Pantalons de camouflage au palais: des juges refusent de siéger

Agence Qmi
2015-06-12 09:11:00

« On ne s’y attendait pas », a lancé un avocat qui s'est frappé aux portes closes ce jeudi.
Les juges ont en effet vu d’un très mauvais œil les moyens de pression des forces de l’ordre du palais, qui réclament une bonification salariale afin de se rapprocher des salaires des agents des services correctionnels.
« Ce qu’on demande équivaut à une hausse salariale de 5000 dollars par année, a expliqué le constable Jacques Daoust, délégué syndical des constables spéciaux du palais de justice de Montréal. Et même si on nous accorde cette hausse, on restera le corps d’agents de la paix le moins payé. Les agents de la faune et les contrôleurs routiers ont de meilleurs salaires ».
À l’heure actuelle, un constable spécial à temps plein gagne environ 50 000 dollars par année, a précisé le constable Daoust.
Pressions
Depuis quelques jours, les constables spéciaux ont entamé des pressions dans le cadre du renouvellement de leur convention collective, échue depuis le 31 mars dernier.
La semaine dernière, une voiture aux couleurs des constables spéciaux était garée devant le palais de justice, tandis que les agents arboraient sur leurs gilets pare-balles un autocollant avec le slogan « menotté par l’austérité ».
Depuis mercredi, ils portent également un brassard où ils appellent le gouvernement à la négociation.
C’est d’ailleurs ce moyen de visibilité qui a causé l’ire de certains juges, notamment à Gatineau et en Montérégie, et dans des palais de justice en région.
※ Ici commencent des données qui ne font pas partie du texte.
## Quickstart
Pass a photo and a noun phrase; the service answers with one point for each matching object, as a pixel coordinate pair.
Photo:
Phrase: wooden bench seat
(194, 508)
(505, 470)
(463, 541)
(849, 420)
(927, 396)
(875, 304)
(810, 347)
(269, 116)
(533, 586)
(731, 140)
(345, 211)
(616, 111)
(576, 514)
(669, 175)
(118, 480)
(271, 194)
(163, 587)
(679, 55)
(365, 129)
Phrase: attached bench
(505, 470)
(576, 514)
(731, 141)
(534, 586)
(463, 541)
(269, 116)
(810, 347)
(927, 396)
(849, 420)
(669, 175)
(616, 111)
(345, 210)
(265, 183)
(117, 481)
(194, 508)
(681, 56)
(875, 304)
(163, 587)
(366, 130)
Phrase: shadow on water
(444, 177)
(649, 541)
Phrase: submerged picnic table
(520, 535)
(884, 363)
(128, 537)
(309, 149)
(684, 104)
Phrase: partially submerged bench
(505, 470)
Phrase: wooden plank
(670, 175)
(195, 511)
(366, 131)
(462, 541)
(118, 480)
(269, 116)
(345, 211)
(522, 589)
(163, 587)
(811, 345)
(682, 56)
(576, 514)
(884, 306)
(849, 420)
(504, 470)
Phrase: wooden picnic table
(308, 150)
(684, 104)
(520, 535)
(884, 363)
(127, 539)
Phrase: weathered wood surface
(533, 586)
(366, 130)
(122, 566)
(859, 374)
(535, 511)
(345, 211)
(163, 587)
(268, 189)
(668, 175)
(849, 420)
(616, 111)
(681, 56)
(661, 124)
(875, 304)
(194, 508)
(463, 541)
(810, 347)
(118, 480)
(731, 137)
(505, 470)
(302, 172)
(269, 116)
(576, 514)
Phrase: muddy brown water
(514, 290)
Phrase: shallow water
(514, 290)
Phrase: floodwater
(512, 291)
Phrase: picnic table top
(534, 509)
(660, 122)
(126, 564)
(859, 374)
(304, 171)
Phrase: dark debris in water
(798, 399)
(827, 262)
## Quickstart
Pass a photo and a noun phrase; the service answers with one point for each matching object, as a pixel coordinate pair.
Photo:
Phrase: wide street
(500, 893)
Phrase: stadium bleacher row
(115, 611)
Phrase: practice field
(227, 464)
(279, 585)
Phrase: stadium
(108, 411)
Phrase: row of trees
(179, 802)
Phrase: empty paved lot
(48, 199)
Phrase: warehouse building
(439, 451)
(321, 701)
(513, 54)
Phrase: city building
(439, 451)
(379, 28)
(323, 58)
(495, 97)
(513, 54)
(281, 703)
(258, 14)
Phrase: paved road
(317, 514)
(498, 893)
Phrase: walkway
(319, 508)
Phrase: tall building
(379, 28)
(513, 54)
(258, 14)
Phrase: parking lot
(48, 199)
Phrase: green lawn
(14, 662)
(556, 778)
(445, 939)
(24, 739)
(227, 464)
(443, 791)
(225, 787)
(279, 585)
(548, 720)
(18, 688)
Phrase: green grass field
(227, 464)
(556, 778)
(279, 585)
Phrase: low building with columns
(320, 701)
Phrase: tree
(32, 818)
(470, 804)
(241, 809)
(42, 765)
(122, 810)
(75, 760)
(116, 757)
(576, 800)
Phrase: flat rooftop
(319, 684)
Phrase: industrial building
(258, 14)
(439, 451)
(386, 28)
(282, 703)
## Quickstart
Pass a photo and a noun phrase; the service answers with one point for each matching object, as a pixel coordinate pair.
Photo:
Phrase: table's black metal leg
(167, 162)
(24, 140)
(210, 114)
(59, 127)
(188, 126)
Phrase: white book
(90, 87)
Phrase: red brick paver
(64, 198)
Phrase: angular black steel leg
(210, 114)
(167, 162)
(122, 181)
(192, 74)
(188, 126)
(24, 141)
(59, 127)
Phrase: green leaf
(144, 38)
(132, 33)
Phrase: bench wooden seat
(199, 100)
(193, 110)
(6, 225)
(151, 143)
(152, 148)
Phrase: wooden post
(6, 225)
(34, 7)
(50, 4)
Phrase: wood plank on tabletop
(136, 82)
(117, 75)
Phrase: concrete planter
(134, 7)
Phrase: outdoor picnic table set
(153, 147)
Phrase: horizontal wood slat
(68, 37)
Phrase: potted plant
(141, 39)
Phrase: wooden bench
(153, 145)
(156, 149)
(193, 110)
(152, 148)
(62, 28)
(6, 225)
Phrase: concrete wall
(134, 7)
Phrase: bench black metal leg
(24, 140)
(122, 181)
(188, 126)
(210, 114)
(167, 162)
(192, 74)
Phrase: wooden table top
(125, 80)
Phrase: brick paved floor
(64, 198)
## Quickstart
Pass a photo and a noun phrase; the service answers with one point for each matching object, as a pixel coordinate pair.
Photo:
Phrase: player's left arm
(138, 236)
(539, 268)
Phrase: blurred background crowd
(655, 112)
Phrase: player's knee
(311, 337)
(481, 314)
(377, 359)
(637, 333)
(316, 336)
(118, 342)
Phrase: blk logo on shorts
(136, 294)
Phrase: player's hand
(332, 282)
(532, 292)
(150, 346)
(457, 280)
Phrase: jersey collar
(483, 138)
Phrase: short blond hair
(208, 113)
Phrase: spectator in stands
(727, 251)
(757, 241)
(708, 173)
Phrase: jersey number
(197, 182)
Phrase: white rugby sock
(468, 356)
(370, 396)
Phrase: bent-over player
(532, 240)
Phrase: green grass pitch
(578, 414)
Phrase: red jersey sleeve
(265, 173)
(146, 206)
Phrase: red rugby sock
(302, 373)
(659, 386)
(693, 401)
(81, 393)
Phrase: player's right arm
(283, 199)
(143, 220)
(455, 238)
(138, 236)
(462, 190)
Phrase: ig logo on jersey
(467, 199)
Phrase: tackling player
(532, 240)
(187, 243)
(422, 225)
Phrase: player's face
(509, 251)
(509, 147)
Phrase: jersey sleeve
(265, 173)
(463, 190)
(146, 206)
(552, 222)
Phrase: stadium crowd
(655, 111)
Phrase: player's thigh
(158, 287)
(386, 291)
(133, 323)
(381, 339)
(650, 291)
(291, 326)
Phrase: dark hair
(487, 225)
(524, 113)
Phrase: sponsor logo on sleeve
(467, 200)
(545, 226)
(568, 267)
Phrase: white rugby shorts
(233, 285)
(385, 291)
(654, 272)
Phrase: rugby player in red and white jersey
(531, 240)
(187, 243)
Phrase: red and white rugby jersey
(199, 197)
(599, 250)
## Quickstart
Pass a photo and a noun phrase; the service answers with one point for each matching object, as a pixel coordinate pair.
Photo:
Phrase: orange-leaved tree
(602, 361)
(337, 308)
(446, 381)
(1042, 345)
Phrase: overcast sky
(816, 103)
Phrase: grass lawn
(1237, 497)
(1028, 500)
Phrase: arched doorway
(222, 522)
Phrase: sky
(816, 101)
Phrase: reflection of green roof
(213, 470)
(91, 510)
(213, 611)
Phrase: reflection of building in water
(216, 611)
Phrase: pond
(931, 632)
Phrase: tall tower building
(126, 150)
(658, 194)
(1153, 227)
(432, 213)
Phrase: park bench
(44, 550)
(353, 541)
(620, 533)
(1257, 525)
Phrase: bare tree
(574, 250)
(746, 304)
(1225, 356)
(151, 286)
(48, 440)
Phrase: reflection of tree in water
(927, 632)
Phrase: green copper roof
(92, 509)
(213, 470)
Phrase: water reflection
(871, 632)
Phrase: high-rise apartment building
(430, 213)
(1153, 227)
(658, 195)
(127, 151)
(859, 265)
Le litige vient du fait que ces brassards véhiculent un message, si bien que les constables ont décidé de porter des pantalons non réglementaires, mais où rien n’est inscrit.
Rhabillés
Le syndicat, qui compte environ 350 membres dans les palais de justice du Québec, ainsi qu’à l’Assemblée nationale et certains édifices gouvernementaux, a prévenu ses membres d’éviter les pantalons de camouflage dans les salles d’audience, et d’opter plutôt pour des jeans ou des pantalons propres.
Malgré tout, ce n’est pas assez pour certains juges, qui ont tout simplement décidé de fermer leur salle. Les constables spéciaux dans ces salles n’ont pas eu d’autres choix que d’aller revêtir leurs pantalons réglementaires.
« On est pris là-dedans, parce qu’on n’a pas le droit de faire des moyens de pression, juste de visibilité », a indiqué le constable Daoust.
Réaction
Le chef du Parti québécois Pierre Karl Péladeau a réagi face aux moyens de pression des constables spéciaux, qui sont aussi présents à l’Assemblée nationale.
« Ce sont des moyens de pression (...) chose certaine, je pense que tout le monde a droit de faire valoir son point de vue, a-t-il dit. Nous sommes dans une situation de négociation, on sait que le gouvernement n’est particulièrement pas généreux.»
« Que ce soit des moyens de pression dans le cadre du processus de négociation, ça m’apparaît tout à fait approprié », a ajouté le leader de l’opposition officielle.
Le juge en chef associé de la Cour du Québec a pour sa part rappelé que les magistrats étaient maîtres dans leur salle d’audience, sur tout ce qui touche le décorum.
« En règle générale, la philosophie est de dire non (aux moyens de visibilité qui affectent le décorum), a expliqué le juge Mario Tremblay. Mais un juge peut quand même décider de siéger pour faire avancer un dossier. Les juges ne prennent pas position, c’est géré individuellement, selon le contexte.»
Image
Rappelons que la police de Montréal avait causé un tollé mardi, alors que les agents ont gardé leurs pantalons de camouflage lors des funérailles de l’ex-premier ministre Jacques Parizeau.
Il n’y aurait toutefois pas de liens avec les uniformes des forces de l’ordre du palais de justice ce jeudi. Et le syndicat des constables ne pense pas que les événements de mardi nuiront à l’image des constables spéciaux.
« Tout ce qu’on a, ce sont des moyens de visibili té pour faire valoir nos droits, a expliqué le constable Daoust. Même au niveau des juges, on sent qu’on est soutenu. Ils ne sont pas contre nos moyens, mais certains demandent à ce que l’on porte l’uniforme réglementaire dans leurs salles.»